Jack, take your conspiracy theories elsewhere. I believe in conspiracy theories too, but you may have noticed that this is not a post about 9/11 and I don’t intend to turn it into one. You clearly have different intentions. We’re not interested.
Unlike you, I’ve been paying attention to what the authors of the posts have been saying, and they’ve been saying they’re not interested. I’m with them. That makes me one of the ‘we’, as I’m not interested either. And as far as wanting me to refute one of the facts Jack offered, perhaps I would if the article was about 9/11. But it’s not.
And if this website would be $100 better off if I did refute the facts that Jack offered, then perhaps it would be $1,000 better off without me bothering to do so.
Kaye Lee, can you please write an article supporting the 9/11 conspiracy theory?
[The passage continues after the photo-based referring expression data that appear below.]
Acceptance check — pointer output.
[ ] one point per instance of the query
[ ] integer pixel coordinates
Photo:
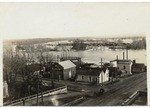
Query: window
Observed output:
(82, 77)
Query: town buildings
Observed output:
(90, 73)
(123, 65)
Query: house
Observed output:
(60, 71)
(114, 72)
(53, 71)
(5, 89)
(93, 74)
(69, 69)
(123, 65)
(138, 67)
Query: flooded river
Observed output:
(94, 56)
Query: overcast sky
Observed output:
(39, 20)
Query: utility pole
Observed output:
(38, 92)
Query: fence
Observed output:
(46, 93)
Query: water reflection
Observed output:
(55, 101)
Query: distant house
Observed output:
(61, 71)
(98, 75)
(53, 71)
(5, 89)
(138, 67)
(69, 69)
(114, 72)
(123, 65)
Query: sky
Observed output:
(80, 19)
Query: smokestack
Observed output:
(127, 54)
(58, 58)
(117, 57)
(123, 55)
(101, 62)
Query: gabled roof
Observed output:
(112, 69)
(121, 61)
(67, 64)
(91, 72)
(138, 65)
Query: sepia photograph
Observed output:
(74, 53)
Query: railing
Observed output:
(33, 96)
(74, 101)
(131, 98)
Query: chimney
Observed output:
(123, 55)
(127, 54)
(117, 57)
(58, 58)
(134, 61)
(101, 62)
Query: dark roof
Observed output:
(121, 61)
(53, 65)
(33, 67)
(112, 69)
(91, 72)
(138, 65)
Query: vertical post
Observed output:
(42, 94)
(117, 57)
(123, 55)
(38, 92)
(127, 54)
(101, 62)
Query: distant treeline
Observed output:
(137, 44)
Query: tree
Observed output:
(79, 45)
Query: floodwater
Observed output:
(94, 56)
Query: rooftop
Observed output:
(67, 64)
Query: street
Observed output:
(119, 92)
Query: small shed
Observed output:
(123, 65)
(98, 75)
(69, 69)
(138, 67)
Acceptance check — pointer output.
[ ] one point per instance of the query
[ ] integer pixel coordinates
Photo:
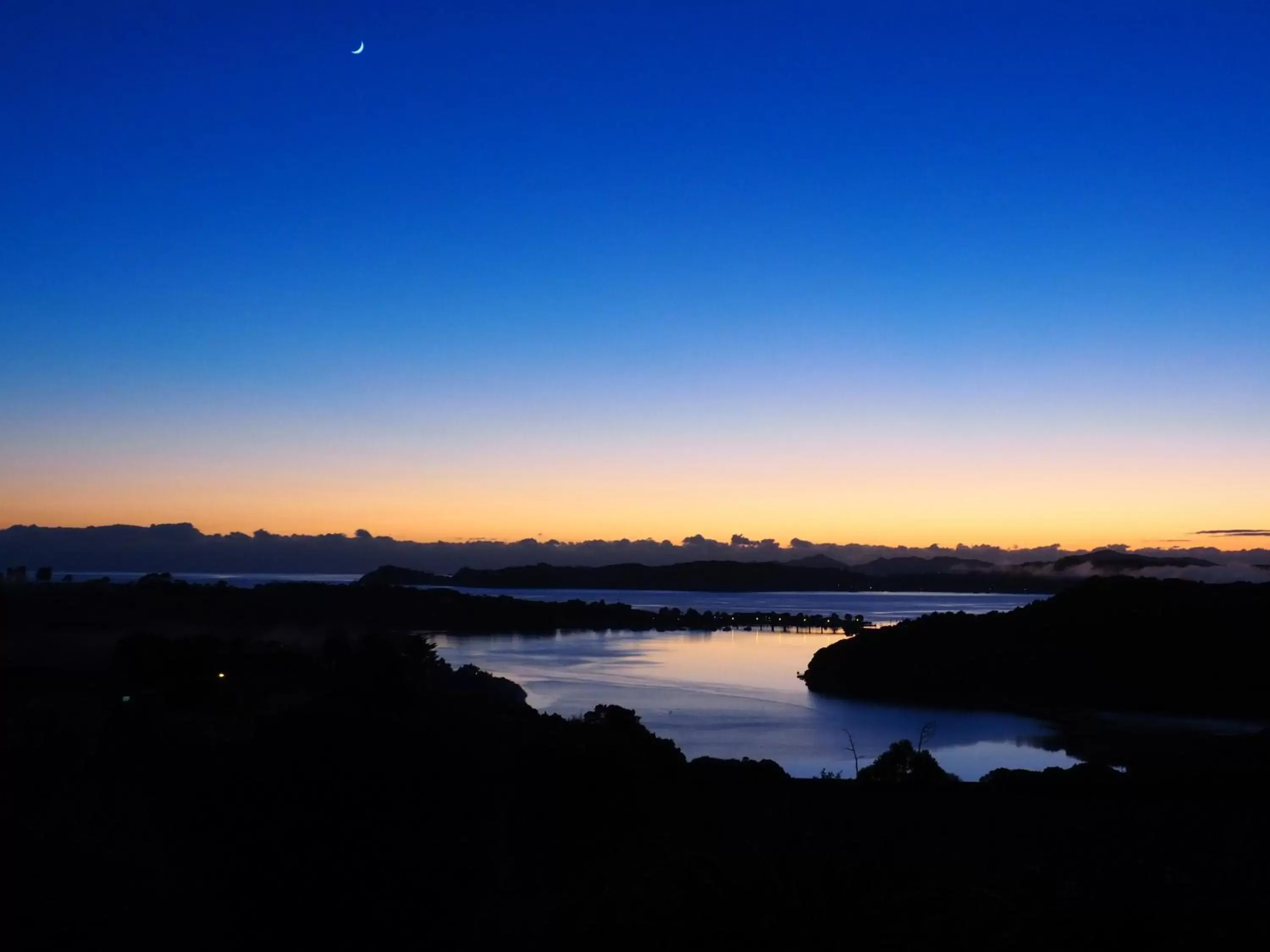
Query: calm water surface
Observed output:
(737, 693)
(729, 693)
It might satisfy these annoying individuals, then they might go away.
I think the biggest problem with suggesting a false flag attack is that it didn’t need to be planned as one. There are people willing to carry out such things without the illuminati planning it for them. It is possible that sometimes attacks are allowed to go ahead when they could have been stopped but you could never prove that was the case. Unless you know an intelligence agency whistleblower or have some classified documents…..there is no point talking about it.
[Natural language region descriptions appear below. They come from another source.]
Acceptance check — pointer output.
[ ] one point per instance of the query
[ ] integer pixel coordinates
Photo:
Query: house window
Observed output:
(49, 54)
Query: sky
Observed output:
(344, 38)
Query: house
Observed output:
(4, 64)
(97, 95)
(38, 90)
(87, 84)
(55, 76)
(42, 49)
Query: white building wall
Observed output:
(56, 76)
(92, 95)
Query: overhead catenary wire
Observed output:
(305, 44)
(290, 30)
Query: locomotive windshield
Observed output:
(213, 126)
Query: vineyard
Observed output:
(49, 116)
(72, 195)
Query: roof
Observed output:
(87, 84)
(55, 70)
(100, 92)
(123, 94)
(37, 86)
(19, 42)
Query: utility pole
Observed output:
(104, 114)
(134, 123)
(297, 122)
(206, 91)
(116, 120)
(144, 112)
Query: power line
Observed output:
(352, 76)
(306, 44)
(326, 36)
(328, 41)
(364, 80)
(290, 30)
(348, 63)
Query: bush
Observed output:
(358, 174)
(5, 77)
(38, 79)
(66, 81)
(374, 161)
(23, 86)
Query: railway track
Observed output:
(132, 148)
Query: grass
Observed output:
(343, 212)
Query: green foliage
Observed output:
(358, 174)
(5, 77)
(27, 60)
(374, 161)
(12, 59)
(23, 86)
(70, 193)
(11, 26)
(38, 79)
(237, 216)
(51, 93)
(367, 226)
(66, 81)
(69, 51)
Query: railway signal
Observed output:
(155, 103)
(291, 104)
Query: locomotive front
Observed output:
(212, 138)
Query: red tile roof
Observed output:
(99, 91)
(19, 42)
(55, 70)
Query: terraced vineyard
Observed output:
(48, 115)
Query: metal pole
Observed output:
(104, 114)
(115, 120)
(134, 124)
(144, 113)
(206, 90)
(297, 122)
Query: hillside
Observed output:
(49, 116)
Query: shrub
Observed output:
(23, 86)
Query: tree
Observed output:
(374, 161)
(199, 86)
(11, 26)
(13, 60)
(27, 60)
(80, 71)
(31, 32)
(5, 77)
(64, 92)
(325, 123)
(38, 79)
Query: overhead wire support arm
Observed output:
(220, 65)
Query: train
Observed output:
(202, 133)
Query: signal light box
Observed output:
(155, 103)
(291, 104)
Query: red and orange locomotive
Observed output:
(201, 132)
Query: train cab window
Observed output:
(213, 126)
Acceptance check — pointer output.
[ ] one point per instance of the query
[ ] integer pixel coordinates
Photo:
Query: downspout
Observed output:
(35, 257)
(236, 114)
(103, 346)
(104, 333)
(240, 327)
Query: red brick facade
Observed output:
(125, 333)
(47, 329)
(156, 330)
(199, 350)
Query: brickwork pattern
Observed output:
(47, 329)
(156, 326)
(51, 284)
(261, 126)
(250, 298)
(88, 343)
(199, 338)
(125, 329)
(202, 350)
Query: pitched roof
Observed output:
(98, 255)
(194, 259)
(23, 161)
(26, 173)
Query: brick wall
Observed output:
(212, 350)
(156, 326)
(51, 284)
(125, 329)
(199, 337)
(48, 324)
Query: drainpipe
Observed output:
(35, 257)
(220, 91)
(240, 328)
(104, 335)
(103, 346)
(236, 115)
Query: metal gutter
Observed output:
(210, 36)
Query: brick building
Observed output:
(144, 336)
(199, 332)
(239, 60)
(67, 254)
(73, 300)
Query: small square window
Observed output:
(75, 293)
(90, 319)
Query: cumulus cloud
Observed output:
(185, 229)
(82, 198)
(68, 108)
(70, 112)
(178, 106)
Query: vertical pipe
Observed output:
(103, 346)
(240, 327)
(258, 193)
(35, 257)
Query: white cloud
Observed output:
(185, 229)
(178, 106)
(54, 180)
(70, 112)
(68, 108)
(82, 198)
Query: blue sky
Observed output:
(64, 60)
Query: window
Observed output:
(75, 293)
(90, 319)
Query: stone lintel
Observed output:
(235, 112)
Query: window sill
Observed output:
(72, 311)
A relative, now dead, was a Catholic priest that many family members say was some sort of spy. He would be sent around the world to different places that strangely coincided with various types of political trouble (of the Cold War variety). I pointed out that he was probably ‘marking people for death’ in fact, probably whole families….That is not what my family members were wanting to imagine.
“He was making a list
and checking it twice
Tryin’ to work out
Who was commie or nice….
An evil bastard, no doubt in my mind.
Nomad, you missed two things:
1. I said that I believe in conspiracies too, and I have said elsewhere on this site that I think there are a lot of unanswered questions about 9/11. So your suggestion that I ‘debunk away’ is ill-informed.
2. That nobody is bothered with it on this thread.
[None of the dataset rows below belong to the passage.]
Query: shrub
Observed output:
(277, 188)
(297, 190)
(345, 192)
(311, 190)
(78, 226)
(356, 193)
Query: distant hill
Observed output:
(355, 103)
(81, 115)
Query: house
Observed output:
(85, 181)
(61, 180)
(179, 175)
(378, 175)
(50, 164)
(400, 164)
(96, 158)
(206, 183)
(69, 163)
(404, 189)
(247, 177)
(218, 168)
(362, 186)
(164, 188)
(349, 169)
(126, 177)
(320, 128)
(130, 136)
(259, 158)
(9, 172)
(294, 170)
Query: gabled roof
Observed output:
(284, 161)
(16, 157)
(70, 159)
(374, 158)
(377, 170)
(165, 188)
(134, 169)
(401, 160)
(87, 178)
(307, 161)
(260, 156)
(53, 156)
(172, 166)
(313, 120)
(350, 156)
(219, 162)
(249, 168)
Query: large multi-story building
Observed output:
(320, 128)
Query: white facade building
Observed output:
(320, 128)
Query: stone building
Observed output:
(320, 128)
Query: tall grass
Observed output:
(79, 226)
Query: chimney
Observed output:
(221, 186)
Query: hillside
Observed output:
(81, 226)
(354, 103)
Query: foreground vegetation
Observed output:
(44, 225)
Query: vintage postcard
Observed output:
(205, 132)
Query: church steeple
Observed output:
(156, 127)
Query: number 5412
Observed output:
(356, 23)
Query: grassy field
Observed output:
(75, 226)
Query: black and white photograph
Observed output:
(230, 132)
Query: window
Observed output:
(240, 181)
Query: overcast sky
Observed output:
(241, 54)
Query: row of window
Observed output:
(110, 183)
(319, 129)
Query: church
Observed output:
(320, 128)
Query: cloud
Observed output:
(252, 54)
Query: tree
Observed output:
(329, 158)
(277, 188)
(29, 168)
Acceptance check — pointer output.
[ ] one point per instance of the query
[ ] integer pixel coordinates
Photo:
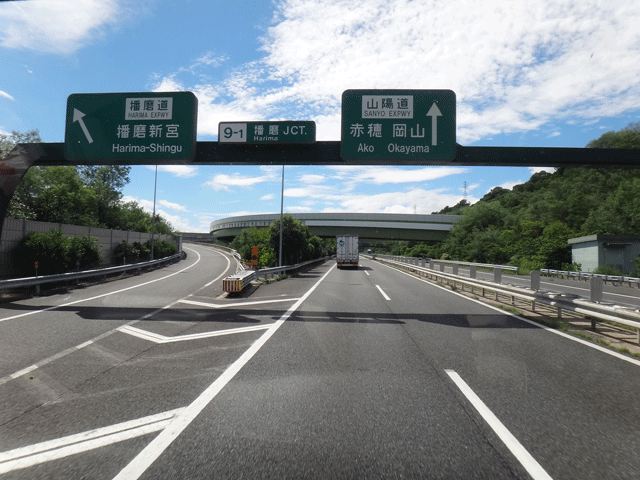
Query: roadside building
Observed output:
(618, 251)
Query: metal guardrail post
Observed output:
(535, 280)
(595, 284)
(497, 275)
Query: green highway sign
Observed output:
(137, 127)
(267, 132)
(407, 125)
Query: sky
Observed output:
(546, 73)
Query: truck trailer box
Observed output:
(347, 251)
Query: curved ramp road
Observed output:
(333, 374)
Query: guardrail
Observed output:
(74, 276)
(432, 262)
(586, 276)
(239, 281)
(593, 310)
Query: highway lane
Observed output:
(356, 373)
(361, 380)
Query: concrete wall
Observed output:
(14, 230)
(587, 255)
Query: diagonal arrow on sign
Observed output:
(434, 113)
(77, 117)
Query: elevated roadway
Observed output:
(334, 374)
(368, 226)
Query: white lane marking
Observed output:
(159, 444)
(242, 304)
(154, 337)
(24, 371)
(31, 455)
(568, 336)
(48, 360)
(386, 297)
(524, 457)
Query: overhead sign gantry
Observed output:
(398, 125)
(117, 127)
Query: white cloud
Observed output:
(513, 65)
(181, 171)
(223, 181)
(416, 200)
(386, 175)
(173, 206)
(53, 26)
(506, 185)
(311, 178)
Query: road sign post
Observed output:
(401, 125)
(267, 132)
(140, 127)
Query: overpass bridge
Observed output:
(368, 226)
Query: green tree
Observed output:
(628, 137)
(254, 237)
(295, 240)
(7, 142)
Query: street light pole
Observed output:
(281, 212)
(153, 217)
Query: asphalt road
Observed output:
(365, 373)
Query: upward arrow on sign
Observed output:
(434, 113)
(77, 117)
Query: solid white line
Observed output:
(257, 302)
(23, 371)
(31, 455)
(524, 457)
(386, 297)
(159, 444)
(568, 336)
(154, 337)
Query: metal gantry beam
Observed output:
(23, 156)
(328, 153)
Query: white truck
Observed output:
(347, 251)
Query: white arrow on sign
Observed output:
(77, 117)
(434, 113)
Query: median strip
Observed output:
(386, 297)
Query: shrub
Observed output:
(55, 253)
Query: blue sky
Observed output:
(545, 73)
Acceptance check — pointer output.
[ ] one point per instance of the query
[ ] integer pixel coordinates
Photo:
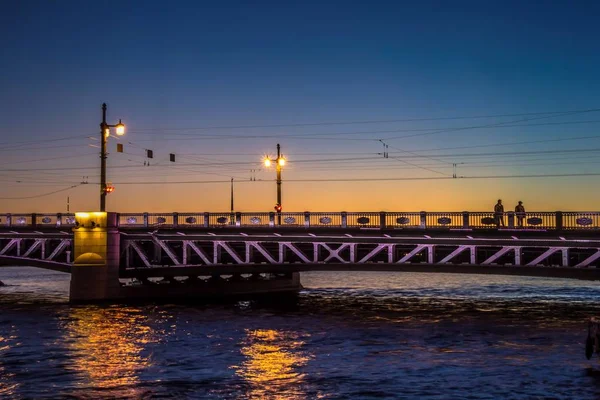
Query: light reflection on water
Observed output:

Please do try and keep up.
@Nomad72 Ok it doesn’t need to be IS it could be an Al Qaeda affiliate but the West is supporting some of those. Partly why the US won’t say who it is supporting.
IS has claimed responsibility and IS trades on its honesty of claims. It attracts people by being ‘for real’. All the IS accounts on twitter accept that it was IS that was responsible and many of those accounts are now suspended. Some of those accounts were giving out information that seems to have turned out to be true before it was reported anywhere. Al Nusra is fighting IS and could have done it to cause trouble for IS but they don’t need to either….and them or closely associated group just got an ammunition delivery from the US according to PressTV.
You should check out the twitter accounts of @Raqqa_sl1 , @Raqqa_SL or @tim_ramadan The last of which warned of a planned IS attack in Paris in February. They are anti-IS. Finding IS supporting accounts is not that hard either. I did a long post about that on the other thread on this kind of subject.